As discussed in the ODM from 2/10 (and corresponding discussion thread), I am proposing the introduction of an ml_program dialect in order to begin the incremental work to upstream common structural components needed to represent compiled ML programs from popular Machine Learning frameworks.
I have created a draft here (containing just a module op, which should not be too controversial, and in itself highlights several areas where upstream infra may not be generalized enough): ⚙ D120203 [mlir] Introduce ml_program dialect.
As discussed, we have working, practical importers and compiler paths for all popular frontends and runtimes, and not consolidating some of the common structural components upstream is just adding interop friction (and forcing odd layering) that we should aim to eliminate. The intent is to proceed incrementally towards an end state that:
Provides structural components for representable program forms (i.e. modules, function types, initializers).
Defines representations for memory models of runtime targets of merit.
Defines utility representations and common, low-level data structures (i.e. lists, etc).
Defines interfaces for type system extensibility (i.e. allow frontends/runtimes to specialize any of the above without forking the entire representation).

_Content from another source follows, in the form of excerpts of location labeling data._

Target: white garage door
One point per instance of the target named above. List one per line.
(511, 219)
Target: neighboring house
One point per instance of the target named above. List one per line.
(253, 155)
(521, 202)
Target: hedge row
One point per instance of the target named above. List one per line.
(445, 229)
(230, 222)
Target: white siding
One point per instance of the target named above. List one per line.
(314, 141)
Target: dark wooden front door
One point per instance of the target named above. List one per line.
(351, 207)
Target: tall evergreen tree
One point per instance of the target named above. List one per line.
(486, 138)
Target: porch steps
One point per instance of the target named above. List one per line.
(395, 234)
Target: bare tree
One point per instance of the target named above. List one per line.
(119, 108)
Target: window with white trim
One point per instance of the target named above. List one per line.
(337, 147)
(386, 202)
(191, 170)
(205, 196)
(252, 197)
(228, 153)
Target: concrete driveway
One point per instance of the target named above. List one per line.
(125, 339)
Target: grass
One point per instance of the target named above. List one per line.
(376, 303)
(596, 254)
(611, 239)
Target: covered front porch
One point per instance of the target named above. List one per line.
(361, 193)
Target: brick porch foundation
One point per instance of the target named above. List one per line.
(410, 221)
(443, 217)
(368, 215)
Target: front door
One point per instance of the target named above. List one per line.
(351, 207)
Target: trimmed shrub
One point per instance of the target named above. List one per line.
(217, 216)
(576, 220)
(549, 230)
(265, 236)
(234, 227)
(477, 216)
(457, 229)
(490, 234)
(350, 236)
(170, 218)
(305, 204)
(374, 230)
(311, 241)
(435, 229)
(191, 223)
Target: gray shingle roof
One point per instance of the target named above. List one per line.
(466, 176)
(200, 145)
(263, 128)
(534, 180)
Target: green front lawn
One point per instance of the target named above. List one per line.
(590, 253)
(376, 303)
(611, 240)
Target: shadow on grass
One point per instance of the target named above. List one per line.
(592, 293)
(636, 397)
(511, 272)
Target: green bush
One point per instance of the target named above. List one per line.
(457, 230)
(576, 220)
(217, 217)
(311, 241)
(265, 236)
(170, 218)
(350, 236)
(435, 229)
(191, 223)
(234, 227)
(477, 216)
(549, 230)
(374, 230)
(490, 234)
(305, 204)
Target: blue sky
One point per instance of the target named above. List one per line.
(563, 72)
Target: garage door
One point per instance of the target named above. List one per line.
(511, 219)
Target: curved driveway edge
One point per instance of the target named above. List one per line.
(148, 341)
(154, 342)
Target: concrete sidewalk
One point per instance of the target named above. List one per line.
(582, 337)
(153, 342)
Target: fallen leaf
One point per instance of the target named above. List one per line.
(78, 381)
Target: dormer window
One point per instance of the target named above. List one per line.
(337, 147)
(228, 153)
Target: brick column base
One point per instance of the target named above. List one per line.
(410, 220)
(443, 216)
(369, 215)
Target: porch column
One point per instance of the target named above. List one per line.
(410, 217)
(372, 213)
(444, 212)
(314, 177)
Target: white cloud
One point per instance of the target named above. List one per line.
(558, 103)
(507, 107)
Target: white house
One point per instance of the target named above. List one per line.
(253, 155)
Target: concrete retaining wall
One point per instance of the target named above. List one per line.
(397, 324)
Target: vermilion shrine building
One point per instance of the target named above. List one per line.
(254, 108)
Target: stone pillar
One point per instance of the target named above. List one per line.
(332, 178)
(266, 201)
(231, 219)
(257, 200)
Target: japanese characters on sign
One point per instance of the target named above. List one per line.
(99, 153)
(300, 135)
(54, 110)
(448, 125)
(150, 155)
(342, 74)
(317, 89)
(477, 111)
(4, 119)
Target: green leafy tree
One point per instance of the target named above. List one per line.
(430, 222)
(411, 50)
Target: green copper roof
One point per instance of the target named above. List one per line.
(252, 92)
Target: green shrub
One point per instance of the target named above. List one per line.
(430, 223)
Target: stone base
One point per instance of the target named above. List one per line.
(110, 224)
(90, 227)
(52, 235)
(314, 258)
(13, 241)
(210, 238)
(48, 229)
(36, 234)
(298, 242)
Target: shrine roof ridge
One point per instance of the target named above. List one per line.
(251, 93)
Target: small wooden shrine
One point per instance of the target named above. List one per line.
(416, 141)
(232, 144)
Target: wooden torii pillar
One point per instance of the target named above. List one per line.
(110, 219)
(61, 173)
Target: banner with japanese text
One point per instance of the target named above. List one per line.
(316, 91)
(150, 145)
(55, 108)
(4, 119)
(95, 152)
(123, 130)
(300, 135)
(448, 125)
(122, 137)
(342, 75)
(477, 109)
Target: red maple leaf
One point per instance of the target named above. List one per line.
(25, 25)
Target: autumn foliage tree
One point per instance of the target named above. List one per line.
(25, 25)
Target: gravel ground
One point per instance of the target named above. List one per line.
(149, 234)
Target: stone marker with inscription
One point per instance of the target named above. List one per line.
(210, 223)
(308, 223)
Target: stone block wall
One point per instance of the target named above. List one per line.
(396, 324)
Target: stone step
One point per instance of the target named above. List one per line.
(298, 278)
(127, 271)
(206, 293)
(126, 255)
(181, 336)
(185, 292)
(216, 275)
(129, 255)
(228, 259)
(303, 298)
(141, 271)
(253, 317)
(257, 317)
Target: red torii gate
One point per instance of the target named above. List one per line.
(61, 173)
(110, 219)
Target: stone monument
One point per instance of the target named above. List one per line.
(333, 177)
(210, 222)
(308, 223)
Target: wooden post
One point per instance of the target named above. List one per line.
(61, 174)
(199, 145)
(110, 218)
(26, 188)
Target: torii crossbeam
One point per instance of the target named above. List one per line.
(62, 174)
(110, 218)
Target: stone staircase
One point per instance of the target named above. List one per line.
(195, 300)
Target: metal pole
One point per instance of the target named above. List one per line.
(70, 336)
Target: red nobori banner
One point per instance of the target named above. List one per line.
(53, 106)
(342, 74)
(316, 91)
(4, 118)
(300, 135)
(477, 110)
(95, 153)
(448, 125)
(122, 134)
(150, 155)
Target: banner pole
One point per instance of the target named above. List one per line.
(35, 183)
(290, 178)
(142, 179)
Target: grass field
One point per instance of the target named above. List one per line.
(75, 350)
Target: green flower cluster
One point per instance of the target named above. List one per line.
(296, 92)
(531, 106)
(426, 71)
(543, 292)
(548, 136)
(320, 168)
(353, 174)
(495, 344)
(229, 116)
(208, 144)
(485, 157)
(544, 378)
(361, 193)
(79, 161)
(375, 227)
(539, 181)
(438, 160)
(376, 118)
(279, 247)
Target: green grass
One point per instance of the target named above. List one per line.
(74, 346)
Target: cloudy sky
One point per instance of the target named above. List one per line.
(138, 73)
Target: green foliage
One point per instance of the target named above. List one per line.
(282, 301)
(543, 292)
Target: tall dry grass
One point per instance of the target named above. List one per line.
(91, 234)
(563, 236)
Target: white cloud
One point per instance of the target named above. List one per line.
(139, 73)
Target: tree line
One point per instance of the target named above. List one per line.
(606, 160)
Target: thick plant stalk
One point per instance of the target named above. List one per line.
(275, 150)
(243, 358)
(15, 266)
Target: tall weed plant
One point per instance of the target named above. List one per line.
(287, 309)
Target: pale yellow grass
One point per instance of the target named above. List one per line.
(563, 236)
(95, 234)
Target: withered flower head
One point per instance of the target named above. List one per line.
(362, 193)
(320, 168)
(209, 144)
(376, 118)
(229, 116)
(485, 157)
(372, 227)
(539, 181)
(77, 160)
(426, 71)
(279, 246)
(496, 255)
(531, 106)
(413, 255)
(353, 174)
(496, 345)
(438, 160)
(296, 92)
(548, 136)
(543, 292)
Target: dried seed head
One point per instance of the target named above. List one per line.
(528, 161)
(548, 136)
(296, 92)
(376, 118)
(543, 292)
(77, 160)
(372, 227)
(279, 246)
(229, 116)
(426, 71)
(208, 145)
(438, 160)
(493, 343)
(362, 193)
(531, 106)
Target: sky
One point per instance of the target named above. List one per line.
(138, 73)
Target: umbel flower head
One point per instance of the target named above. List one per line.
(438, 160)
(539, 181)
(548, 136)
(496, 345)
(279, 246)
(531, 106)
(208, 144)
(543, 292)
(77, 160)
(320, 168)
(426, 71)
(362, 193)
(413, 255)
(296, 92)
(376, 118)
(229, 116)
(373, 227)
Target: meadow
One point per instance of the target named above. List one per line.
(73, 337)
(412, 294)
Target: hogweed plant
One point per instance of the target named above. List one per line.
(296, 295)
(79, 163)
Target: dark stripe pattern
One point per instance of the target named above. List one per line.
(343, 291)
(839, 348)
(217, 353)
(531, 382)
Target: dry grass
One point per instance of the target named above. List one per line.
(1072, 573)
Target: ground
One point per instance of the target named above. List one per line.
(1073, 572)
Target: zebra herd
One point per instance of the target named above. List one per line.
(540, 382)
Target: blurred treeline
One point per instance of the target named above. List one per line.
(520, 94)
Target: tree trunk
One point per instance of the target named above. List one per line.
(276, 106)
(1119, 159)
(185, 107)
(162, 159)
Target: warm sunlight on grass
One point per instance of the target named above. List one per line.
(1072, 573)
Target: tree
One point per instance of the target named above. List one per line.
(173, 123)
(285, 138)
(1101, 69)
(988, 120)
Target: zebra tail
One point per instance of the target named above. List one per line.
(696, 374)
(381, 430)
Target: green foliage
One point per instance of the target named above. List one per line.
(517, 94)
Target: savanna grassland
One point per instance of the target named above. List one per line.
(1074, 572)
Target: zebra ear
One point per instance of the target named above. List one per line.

Provides infrastructure for versioning and facilitating the creation of standalone serialization formats.
It is expected that this effort and the resulting representations will complement existing op-centric dialects (i.e. TOSA, MHLO, ONNX, ATen, etc) by providing a common backplane and facilitating tools interop by providing common structures.
Since this space has a lot of variation in it, we will proceed with the design incrementally, adding new structure and adapting existing interfaces to use/validate it as we go. This will be an inclusive process, focused on arriving at appropriate mid-level, compiler friendly representations for the above. It may go beyond this initial ml_program dialect when orthogonal concepts are identified.
Solve the “mkdir problem” with respect to a new area being developed upstream.
Assemble a working group of stakeholders to design each of the above facets, where each functional addition will either be by non-controversial consensus or a follow-up RFC.
Inform other engineering efforts regarding some of the generality of MLIR that we will be putting to the test upstream (new top-level modules, improved pass discrimination, full function-like generality, etc).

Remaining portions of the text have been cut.